たくさんある本のなかからこの本を取ったのには,あなたにしかわからない事情がきっとありますよね。でも,その事情がどのようなものであれ,根っこには「豊かな人生を送りたい」という気持ちがあるのだろうと思います。実は,僕もそう思う一人なのです。
豊かな人生を送るために,きっと力になってくれること。これが,僕がこれからあなたにお話ししたいことになります。この本のなかでは,人それぞれ異なる人生の豊かさをつむぎだすために,心理療法の一つである認知行動療法の考え方を援用します。認知行動療法がなにかを知らなくても,この本でお伝えしていることは,あなたに十分に理解していただけると思います。ちなみに,認知行動療法という言葉は,このあとほとんど出てきません。なので,それが何なのかを簡単にお伝えします。
認知とは,物事のとらえ方のことです。マイナス思考やプラス思考と言ったりするときの「思考」と同じ意味です。認知行動療法では,僕たちが生きづらくなるのは,認知と行動にその理由が隠れているかもしれないと考えます。そして,その生きづらさを解決するためにも,認知と行動に手がかりがあると考える。それが認知行動療法です。物事のとらえ方やふるまい方をどうにかすることで,僕たちの抱える問題を解決するアプローチとでも思っていただいたら結構です。

ところで,あなたは豊かな人生を送るには,そのための何か現実的な条件が必要だと思いますか? 裕福でなければダメ。健康な体でなければダメ。残された時間がたっぷりなければダメ。自分のことを理解してくれる人がいなければダメ。ほかには,どうでしょう。あなたがもし豊かな人生を送ることに高いハードルを感じているとすれば,それは何が必要だと考えているからでしょうか。
豊かな人生を送るために,そうした現実的な条件が必要なのであれば,僕がこの本で何を伝えようが,「そもそも,自分は豊かな人生を送る条件を備えていないので無理」という結論になってしまいます。
僕は,そんな一部の人にだけ開かれた話をしたくて,あなたに向き合っているわけではありません。裕福であろうがなかろうが,病気や障がいを得ていたとしても,残された時間がわずかだったとしても,そのほかあなたが「これだから無理」と思う条件が重なっていたとしても,豊かな人生に向かうことはできる。これからお伝えする豊かな人生を送るための話は,すべての人に開かれた話です。そんな話を,これからしてみたいと思っています。
本書では,「気づきのワーク」と「メンタルストレッチ」という2種理の体験が用意されています。気づきのワークは,生きづらさから豊かさをつむぎだすために,あなたに気づいていただきたいことが収まったワークです。メンタルストレッチは,生きづらさから豊かさをつむぎだすために,あなたに身につけてもらいたい心の柔軟性を育むエクササイズです。どちらも,簡単にできることですので,どうか存分に楽しんでください。
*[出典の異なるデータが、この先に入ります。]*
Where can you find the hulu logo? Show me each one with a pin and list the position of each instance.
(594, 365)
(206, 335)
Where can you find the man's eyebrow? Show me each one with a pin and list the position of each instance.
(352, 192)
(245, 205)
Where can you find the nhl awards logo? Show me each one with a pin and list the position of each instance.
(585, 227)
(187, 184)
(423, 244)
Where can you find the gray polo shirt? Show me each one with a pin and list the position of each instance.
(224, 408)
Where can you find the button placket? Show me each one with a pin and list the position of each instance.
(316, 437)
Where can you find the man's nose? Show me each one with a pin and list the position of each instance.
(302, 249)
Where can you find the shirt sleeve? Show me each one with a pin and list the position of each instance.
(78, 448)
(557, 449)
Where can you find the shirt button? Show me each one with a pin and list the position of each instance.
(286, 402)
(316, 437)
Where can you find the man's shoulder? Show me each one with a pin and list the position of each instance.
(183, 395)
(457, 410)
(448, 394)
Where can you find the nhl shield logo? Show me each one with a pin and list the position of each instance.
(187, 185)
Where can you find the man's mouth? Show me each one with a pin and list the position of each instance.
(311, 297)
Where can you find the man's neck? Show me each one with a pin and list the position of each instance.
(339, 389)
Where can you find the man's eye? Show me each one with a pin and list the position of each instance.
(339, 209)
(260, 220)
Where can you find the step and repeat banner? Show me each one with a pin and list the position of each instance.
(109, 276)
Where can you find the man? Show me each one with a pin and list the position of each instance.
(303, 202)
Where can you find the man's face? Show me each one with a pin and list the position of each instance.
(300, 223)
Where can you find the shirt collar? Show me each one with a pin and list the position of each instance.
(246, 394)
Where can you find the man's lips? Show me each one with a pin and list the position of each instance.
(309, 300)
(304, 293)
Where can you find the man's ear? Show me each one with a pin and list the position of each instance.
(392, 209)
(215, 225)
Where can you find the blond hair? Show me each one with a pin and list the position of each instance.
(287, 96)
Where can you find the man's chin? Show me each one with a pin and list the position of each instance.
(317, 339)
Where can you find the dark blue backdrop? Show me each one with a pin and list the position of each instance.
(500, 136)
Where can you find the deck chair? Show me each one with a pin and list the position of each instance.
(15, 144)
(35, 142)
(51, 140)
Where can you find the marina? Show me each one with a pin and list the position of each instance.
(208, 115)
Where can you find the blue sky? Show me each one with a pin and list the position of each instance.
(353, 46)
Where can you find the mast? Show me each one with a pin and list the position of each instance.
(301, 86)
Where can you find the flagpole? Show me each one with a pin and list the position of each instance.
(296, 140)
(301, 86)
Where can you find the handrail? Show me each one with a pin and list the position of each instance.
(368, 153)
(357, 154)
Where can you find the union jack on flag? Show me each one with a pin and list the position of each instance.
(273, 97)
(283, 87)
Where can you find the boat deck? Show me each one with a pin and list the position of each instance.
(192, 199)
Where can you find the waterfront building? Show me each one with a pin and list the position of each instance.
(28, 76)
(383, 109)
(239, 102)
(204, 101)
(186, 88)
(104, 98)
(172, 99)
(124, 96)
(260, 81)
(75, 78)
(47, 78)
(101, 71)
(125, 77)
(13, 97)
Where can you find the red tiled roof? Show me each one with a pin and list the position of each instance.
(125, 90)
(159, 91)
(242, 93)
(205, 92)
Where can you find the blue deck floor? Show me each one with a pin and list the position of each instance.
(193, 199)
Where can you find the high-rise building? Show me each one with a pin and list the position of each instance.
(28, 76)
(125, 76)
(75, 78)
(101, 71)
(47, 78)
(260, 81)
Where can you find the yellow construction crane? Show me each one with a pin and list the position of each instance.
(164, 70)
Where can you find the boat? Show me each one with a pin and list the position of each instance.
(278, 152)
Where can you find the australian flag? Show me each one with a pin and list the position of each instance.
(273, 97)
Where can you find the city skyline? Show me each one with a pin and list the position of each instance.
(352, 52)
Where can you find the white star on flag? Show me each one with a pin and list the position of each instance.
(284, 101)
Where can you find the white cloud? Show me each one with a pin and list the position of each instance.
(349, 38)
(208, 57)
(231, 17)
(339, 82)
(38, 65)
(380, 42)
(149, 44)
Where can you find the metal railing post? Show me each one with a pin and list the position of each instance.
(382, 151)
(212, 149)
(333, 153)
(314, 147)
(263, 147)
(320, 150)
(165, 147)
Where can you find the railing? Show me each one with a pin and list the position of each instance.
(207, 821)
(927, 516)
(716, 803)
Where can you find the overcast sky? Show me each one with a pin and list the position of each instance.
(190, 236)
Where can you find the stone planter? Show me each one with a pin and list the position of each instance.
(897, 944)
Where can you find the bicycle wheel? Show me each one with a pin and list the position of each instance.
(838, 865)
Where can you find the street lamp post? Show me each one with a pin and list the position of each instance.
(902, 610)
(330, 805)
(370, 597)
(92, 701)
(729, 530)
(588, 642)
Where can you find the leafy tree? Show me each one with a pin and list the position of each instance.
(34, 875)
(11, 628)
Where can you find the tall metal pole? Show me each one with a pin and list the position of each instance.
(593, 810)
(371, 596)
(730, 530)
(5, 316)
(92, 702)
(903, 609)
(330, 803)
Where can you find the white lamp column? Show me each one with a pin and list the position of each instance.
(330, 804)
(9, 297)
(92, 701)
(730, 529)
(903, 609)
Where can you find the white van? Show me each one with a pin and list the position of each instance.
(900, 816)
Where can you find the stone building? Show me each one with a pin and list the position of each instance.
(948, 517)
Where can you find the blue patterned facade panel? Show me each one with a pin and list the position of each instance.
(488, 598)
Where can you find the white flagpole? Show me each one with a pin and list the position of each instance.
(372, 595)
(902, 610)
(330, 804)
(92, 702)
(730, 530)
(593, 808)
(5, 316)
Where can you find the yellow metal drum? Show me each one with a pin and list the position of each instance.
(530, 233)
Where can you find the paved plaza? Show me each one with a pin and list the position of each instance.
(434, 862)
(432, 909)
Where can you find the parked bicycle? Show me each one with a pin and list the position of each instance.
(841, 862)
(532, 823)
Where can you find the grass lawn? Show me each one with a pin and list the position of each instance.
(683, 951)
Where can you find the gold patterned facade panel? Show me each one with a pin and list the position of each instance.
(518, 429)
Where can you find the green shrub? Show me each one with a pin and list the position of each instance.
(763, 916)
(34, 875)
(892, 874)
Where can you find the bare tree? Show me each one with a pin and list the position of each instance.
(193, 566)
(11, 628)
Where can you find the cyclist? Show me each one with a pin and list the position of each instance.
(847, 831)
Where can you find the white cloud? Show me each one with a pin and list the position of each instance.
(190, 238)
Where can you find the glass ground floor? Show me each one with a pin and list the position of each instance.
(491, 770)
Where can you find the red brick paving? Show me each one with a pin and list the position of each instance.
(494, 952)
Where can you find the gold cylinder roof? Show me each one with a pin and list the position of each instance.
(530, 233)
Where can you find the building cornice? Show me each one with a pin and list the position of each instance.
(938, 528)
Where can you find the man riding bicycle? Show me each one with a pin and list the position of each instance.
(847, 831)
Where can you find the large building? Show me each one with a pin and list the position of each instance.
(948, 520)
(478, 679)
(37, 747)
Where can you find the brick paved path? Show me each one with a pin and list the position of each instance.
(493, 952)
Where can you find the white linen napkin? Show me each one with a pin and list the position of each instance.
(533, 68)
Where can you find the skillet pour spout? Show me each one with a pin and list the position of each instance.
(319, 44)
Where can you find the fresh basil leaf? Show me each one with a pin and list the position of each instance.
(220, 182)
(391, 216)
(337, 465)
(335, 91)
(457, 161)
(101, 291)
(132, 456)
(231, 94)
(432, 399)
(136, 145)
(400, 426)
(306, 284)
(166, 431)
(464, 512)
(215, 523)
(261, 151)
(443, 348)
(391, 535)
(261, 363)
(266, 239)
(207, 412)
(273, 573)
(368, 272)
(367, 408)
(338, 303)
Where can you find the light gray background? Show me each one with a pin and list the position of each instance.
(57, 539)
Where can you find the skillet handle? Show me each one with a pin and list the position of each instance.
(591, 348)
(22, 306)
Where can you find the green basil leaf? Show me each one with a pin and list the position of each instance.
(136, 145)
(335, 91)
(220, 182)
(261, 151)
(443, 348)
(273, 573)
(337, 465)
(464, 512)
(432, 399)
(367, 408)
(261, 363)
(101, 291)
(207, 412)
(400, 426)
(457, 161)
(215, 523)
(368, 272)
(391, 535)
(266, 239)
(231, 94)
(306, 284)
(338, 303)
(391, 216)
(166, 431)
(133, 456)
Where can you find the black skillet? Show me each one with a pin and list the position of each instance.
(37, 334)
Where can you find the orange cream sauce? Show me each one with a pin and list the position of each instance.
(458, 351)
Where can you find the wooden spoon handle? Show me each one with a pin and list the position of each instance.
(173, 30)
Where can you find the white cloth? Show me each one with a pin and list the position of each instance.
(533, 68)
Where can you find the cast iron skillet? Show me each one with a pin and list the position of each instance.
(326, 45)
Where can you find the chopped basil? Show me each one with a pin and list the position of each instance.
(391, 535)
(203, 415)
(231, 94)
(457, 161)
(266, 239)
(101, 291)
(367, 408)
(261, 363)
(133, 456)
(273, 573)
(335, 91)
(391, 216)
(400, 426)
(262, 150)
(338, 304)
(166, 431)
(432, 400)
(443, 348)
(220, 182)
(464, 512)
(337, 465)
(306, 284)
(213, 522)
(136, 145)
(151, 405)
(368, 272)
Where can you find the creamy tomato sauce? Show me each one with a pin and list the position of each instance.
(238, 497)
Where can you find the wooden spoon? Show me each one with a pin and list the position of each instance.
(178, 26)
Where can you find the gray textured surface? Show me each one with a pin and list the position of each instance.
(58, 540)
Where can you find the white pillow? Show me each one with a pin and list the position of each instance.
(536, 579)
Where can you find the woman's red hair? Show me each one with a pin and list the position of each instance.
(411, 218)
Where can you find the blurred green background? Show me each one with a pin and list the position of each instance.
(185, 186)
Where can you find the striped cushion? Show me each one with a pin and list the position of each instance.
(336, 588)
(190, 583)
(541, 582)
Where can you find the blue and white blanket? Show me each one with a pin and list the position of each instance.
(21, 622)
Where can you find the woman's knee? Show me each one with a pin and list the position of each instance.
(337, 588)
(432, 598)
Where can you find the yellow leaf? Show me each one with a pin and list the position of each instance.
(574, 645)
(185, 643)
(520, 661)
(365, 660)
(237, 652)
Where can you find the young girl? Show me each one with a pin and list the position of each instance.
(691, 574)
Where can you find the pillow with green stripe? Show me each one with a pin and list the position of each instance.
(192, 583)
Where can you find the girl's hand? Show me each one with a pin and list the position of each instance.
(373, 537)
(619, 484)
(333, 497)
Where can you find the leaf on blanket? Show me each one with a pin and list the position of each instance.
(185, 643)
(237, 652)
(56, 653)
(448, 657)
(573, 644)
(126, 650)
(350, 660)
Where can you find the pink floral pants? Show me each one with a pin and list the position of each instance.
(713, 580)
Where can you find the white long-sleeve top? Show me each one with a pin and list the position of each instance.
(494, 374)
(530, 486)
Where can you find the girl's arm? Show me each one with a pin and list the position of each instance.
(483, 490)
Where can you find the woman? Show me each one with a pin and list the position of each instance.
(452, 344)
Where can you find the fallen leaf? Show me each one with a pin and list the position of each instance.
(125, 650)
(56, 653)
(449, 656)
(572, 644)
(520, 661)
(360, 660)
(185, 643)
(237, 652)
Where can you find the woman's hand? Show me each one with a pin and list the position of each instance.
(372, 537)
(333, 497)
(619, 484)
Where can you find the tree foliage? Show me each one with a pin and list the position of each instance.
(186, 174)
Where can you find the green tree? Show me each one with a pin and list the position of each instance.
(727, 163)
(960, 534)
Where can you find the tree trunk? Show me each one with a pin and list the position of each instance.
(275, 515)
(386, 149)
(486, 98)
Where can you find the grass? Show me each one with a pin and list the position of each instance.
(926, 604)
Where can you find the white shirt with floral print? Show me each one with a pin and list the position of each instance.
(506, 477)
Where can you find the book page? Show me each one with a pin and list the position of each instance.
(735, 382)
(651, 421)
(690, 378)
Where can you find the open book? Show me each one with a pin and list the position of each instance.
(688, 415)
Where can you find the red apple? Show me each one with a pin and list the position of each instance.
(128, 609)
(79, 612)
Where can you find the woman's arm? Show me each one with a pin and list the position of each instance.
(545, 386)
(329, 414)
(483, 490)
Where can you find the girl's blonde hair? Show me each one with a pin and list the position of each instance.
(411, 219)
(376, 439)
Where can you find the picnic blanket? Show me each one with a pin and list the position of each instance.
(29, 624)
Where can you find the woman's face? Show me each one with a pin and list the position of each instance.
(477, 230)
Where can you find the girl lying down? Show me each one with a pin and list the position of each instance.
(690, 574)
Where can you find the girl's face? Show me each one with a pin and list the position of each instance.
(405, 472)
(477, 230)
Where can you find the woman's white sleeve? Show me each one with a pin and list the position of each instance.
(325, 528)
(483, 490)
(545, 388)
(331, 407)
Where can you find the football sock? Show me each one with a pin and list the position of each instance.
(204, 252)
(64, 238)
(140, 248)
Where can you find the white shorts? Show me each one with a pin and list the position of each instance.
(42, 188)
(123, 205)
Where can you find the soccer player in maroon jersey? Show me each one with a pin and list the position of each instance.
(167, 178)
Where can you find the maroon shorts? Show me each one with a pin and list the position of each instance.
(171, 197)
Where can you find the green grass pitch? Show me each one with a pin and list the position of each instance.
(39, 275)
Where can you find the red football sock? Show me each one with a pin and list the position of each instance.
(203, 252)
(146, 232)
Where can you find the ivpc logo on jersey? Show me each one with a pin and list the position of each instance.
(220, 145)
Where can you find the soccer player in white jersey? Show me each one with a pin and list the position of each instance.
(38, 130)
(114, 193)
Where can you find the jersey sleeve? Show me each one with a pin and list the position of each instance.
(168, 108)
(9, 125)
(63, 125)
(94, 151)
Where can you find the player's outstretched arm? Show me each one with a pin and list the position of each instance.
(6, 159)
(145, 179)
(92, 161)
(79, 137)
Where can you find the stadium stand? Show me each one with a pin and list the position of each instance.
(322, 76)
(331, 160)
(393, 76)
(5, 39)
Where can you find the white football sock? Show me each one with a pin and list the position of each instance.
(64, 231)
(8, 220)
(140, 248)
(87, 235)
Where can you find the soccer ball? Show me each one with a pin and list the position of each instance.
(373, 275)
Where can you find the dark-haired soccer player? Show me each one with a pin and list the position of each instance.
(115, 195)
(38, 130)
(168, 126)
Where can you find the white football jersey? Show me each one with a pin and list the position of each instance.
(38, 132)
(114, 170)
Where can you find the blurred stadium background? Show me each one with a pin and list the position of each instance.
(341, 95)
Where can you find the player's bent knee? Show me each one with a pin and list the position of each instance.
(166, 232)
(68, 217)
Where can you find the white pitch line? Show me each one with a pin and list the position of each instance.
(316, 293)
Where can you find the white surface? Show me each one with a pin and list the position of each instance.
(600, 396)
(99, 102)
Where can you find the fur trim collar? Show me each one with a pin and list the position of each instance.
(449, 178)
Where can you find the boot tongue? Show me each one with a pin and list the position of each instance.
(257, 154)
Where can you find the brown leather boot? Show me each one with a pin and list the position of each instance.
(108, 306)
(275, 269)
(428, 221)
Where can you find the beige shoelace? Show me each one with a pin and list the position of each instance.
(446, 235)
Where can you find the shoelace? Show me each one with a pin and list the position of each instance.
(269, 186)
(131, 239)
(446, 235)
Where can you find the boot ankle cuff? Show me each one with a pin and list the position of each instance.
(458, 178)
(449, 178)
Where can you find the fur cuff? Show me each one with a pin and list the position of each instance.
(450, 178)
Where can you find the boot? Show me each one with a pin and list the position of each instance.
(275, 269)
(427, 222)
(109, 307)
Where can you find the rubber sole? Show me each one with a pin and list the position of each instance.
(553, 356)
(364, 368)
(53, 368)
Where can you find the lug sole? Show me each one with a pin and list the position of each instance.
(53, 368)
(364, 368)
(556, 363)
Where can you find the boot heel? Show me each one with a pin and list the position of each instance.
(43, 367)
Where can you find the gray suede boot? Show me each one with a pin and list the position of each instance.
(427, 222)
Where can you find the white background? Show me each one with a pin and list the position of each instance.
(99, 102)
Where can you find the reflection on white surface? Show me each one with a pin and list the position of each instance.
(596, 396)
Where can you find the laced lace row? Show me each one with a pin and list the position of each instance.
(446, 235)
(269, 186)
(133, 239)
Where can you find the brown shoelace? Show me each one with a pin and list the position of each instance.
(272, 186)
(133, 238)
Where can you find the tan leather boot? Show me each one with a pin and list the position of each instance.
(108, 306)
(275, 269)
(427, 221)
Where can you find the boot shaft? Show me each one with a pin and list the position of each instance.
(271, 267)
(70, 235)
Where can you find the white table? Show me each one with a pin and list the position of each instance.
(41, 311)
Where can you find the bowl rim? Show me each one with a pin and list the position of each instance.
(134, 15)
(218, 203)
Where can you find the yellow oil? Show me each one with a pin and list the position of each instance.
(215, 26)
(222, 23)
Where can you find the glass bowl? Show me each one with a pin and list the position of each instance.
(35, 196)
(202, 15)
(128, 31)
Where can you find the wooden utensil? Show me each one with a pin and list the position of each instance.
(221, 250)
さて,さっきから僕はあなたに話し言葉でお伝えしているのに気づいているかもしれません。この本で,僕は自分の口から言葉をつむぎ出し,心を込めてあなたにお話しするつもりで,お伝えしたいことを表しています。ですので,あなたにも,この本を通して伝えようとする僕の話を存分に聴いていただきたいと思います。
それでは,話を先へ進めましょう。